Simple steps such as eating foods rich with vitamin D and getting more sunshine may help to reduce your chances of contracting flu and other similar illnesses, shows a study by scientists at Yale University School of Medicine and Greenwich Hospital in Connecticut.
"People in the South and West get more sun than in the North, which is good for them, because you get vitamin D from the sun," study researcher James R. Sabetta, MD, of the Yale University School of Medicine and Greenwich Hospital, Conn., tells WebMD. "It's not a panacea, but it helps."
Sabetta and his team of colleagues followed 198 healthy adults during the fall and winter of 2009-2010 to see if declining levels of vitamin D in the fall and winter could be a factor in the seasonal increased prevalence of respiratory viral infections, such as flu.
The study shows people who maintain vitamin D blood levels of 38 nanograms per milliliter or more are less likely to get viral infections such as flu than people with less in their blood.
Of 18 people who maintained that level during the study period, only three developed viral infections.
But of the 180 other participants with less vitamin D in their blood, 81(45%), did get sick with viral infections.
And those with higher levels of vitamin D also experienced a marked reduction in the number of days they were ill, Sabetta tells WebMD.
In addition to getting more sun and consuming milk and foods with vitamin D, he recommends supplements, especially for people in areas with less sunlight and for those who spend daylight hours in darker, indoor environments.
"If you have a level of 38, your risk is down 50%," he tells WebMD. "A lot of people don't have an adequate level, and 38 is a little above what you should have to be considered in the sufficient range. There are a billion people worldwide with levels below 30."
And 30 is considered "sufficient," he says.
Watching for Signs of Illness
Participants in the study had blood samples drawn monthly using a sophisticated technique to accurately measure vitamin D levels. They didn't know that vitamin D was being measured, and even investigators didn't know until the end of the study.

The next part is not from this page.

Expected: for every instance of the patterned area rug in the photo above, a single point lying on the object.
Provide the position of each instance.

All participants were asked to report signs of illness, such as nasal congestion, sore throat, cough with or without fever, chills, fatigue and general malaise.
Those reporting any symptoms were seen the same day at the study site by one of the infectious disease investigators.
People in the study kept a diary of symptoms and were called every one to three days during the illness to review any signs of symptoms until they were better. The investigators recorded the duration of each symptom, the total duration of the illness, and any antimicrobials administered.